Kita semua tentu marah terhadap pelanggaran moril yang dilakukan oleh tentara Israel terhadap bangsa Palestina itu. Namun, apakah mereka yang melakukan hal memalukan dalam kacamata kemanusiaan tersebut tak terbesit rasa malu di dalam diri mereka!
Ditinjau dari analisis yang pernah dilakukan oleh Erich Fromm bahwa tidak seperti binatang atau hewan mamalia lainnya, manusia memiliki insting untuk membunuh sesamanya tanpa alasan yang jelas. Hal tersebut tidak ditemukan pada binatang. Hal ini karena ada dorongan hawa nafsu manusia untuk menguasai secara tak terbatas atas makhluk hidup lain atau manusia lain.
Berbicara mengenai instingtifisme, manusia dan binatang/hewan memiliki satu kesamaan, yakni insting defensif yang digunakan untuk melindungi diri ketika ada hal-hal yang mengancam atau menyerang. Hal ini, disebut Erich Fromm sebagai agresi lunak yang mana merupakan naluri bawaan manusia ataupun binatang untuk mempertahankan hidupnya.
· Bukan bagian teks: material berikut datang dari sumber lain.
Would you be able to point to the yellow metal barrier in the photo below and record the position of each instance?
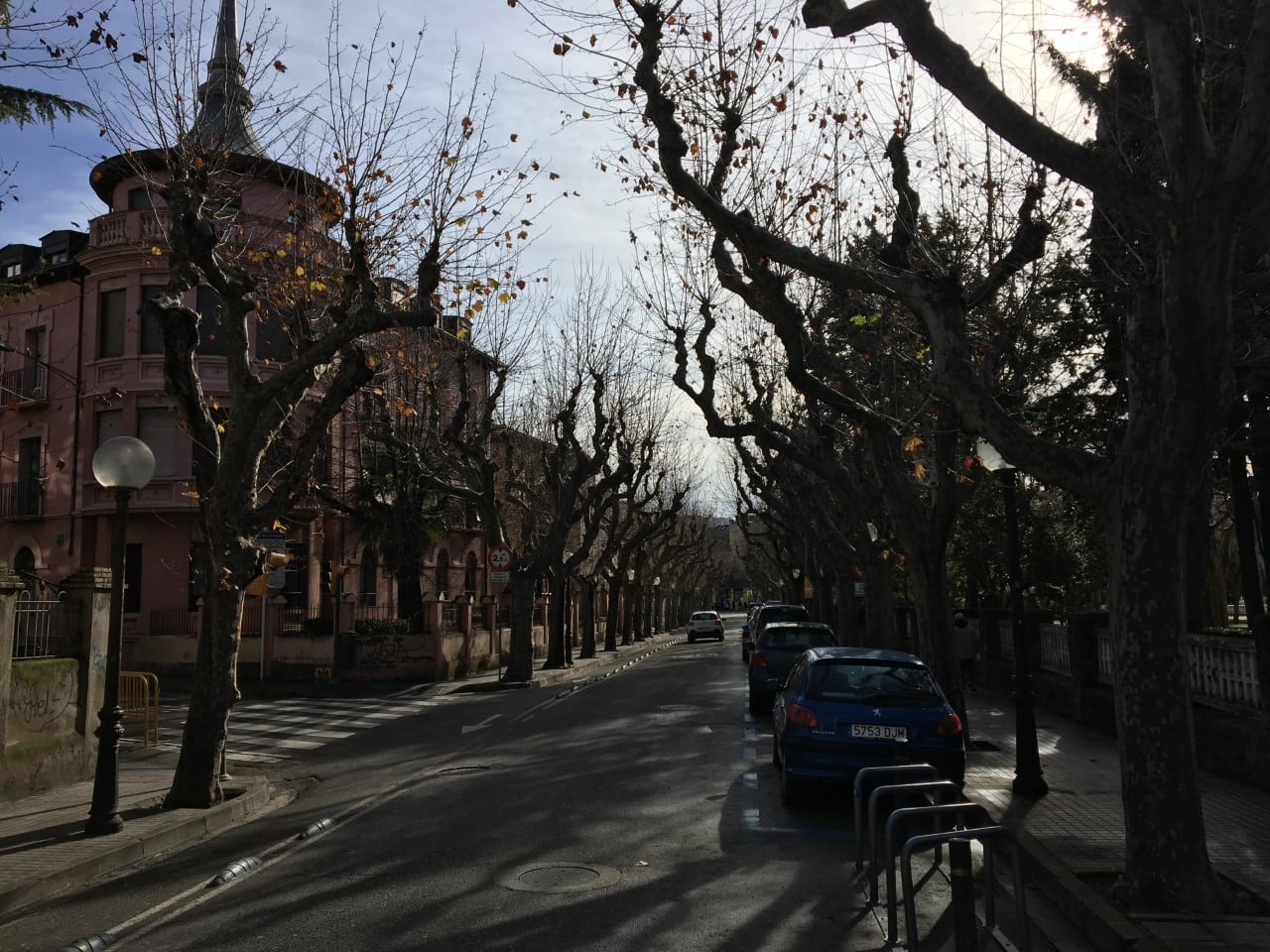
(139, 699)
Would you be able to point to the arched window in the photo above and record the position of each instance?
(443, 570)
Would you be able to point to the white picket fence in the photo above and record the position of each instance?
(1223, 669)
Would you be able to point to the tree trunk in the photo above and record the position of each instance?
(520, 664)
(1166, 855)
(933, 610)
(588, 619)
(556, 625)
(879, 606)
(612, 617)
(195, 782)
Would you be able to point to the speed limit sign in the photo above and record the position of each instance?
(499, 557)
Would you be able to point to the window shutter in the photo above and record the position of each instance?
(157, 428)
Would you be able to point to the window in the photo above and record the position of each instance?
(30, 488)
(368, 579)
(132, 576)
(295, 587)
(151, 330)
(211, 340)
(157, 428)
(109, 324)
(443, 570)
(108, 425)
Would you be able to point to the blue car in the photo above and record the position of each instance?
(844, 708)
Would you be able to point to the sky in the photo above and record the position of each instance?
(53, 167)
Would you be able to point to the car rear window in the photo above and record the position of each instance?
(795, 639)
(871, 682)
(784, 613)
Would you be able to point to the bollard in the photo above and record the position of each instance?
(961, 875)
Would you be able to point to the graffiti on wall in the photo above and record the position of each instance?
(42, 706)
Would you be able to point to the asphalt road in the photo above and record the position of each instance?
(634, 812)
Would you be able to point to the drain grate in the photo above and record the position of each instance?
(557, 879)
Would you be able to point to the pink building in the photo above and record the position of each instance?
(79, 366)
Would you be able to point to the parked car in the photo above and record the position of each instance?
(705, 625)
(844, 708)
(774, 655)
(770, 612)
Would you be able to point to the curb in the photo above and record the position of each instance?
(1101, 923)
(187, 826)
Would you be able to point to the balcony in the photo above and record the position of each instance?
(19, 500)
(26, 385)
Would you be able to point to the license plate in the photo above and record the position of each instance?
(879, 731)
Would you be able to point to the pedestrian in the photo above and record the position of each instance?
(965, 649)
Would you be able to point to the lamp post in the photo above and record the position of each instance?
(1029, 780)
(122, 465)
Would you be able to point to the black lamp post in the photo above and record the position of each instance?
(122, 465)
(1029, 780)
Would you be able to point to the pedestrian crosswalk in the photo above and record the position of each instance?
(273, 730)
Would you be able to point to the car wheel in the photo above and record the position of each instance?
(793, 789)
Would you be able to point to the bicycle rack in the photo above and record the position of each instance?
(916, 771)
(934, 787)
(913, 812)
(989, 914)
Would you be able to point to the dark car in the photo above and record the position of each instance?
(844, 708)
(774, 655)
(770, 612)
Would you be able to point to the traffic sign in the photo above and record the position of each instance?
(273, 540)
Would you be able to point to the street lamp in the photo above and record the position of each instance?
(122, 465)
(1029, 780)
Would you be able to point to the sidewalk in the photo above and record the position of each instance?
(44, 848)
(1075, 832)
(1074, 837)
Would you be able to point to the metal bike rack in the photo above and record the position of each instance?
(915, 812)
(934, 787)
(915, 771)
(989, 912)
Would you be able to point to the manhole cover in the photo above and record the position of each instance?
(562, 878)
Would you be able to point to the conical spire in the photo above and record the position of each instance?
(223, 103)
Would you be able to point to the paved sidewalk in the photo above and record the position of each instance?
(1074, 838)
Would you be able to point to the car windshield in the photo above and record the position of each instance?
(797, 639)
(870, 682)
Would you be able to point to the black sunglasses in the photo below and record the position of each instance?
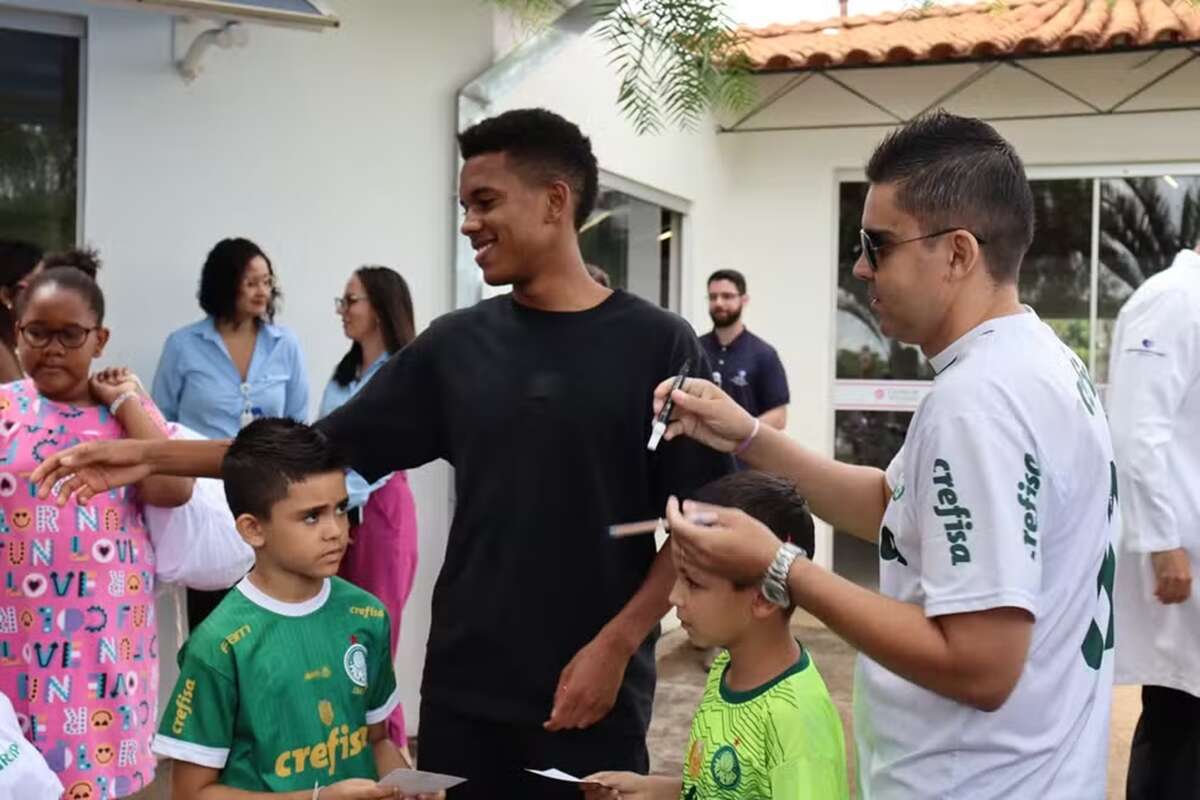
(871, 248)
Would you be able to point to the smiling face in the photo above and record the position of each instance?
(510, 221)
(725, 302)
(359, 318)
(307, 531)
(52, 314)
(911, 292)
(255, 289)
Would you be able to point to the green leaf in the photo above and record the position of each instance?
(676, 60)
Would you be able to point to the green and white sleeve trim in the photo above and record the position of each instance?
(384, 711)
(190, 752)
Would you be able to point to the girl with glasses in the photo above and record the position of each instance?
(377, 317)
(78, 647)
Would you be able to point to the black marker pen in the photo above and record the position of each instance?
(660, 425)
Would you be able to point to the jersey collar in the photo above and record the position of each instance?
(947, 358)
(261, 599)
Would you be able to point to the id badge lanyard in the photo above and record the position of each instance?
(247, 411)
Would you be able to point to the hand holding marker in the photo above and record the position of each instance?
(660, 425)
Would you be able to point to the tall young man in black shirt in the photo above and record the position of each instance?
(540, 651)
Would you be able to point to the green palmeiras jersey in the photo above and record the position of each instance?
(279, 696)
(779, 741)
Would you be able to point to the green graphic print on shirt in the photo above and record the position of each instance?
(279, 696)
(779, 741)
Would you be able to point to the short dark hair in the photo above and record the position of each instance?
(221, 277)
(85, 259)
(393, 304)
(769, 499)
(958, 172)
(545, 146)
(732, 276)
(66, 277)
(17, 259)
(267, 457)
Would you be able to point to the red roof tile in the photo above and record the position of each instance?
(973, 31)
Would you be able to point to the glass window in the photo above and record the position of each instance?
(39, 137)
(637, 244)
(870, 438)
(880, 382)
(1056, 274)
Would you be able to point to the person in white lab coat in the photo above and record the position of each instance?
(1155, 416)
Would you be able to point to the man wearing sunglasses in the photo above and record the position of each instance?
(987, 656)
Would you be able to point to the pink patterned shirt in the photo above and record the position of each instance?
(78, 645)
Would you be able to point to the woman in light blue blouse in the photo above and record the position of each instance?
(235, 365)
(377, 317)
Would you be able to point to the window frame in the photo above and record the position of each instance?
(915, 390)
(70, 26)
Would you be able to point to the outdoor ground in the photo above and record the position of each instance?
(682, 683)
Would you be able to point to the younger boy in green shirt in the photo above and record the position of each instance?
(766, 727)
(285, 689)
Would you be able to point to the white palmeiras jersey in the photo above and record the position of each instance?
(1002, 495)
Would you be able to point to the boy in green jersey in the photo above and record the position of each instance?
(285, 689)
(766, 726)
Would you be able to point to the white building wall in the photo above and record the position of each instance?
(766, 203)
(330, 150)
(781, 209)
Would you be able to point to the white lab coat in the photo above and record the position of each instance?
(24, 774)
(1153, 404)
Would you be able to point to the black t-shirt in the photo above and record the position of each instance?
(545, 417)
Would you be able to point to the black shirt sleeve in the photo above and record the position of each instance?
(395, 421)
(683, 465)
(772, 383)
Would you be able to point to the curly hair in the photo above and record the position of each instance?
(545, 148)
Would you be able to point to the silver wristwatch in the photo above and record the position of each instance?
(774, 583)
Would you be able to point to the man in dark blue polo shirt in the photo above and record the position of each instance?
(744, 366)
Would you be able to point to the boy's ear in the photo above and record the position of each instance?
(251, 530)
(761, 607)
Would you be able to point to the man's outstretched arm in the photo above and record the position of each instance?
(96, 467)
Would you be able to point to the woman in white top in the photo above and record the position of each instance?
(377, 317)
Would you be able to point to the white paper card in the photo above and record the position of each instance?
(418, 782)
(556, 775)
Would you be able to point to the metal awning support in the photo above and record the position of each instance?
(309, 14)
(199, 25)
(983, 70)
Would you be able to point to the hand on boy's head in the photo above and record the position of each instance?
(723, 541)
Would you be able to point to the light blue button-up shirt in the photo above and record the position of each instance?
(198, 385)
(335, 397)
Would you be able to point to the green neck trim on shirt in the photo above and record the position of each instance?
(730, 696)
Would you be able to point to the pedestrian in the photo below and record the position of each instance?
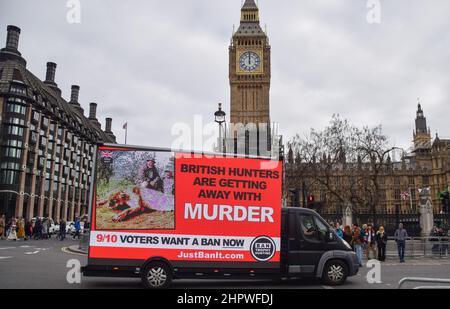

Sedangkan, kata Konrad Lorenz, satu hal yang hanya dimiliki oleh manusia dan tidak dimiliki binatang/hewan ialah insting untuk merusak atau membunuh. Tak sampai di situ, ketika ada dorongan untuk destruktif/merusak, ada perasaan puas/bahagia ketika manusia mampu melakukan tindakan destruktif itu.
Secara naluriah, manusia ialah makhluk dramatis, dimana setiap individu memiliki kecenderungan untuk mendramatisasi suatu keadaan. Ketika kebutuhan akan drama tersebut dirasa tidak terpenuhi, maka langkah-langkah destruktif dilakukan untuk menciptakan drama-drama sebagai perwujudan atas insting manusia. Hal inilah yang menjadi pembeda antara manusia dan hewan.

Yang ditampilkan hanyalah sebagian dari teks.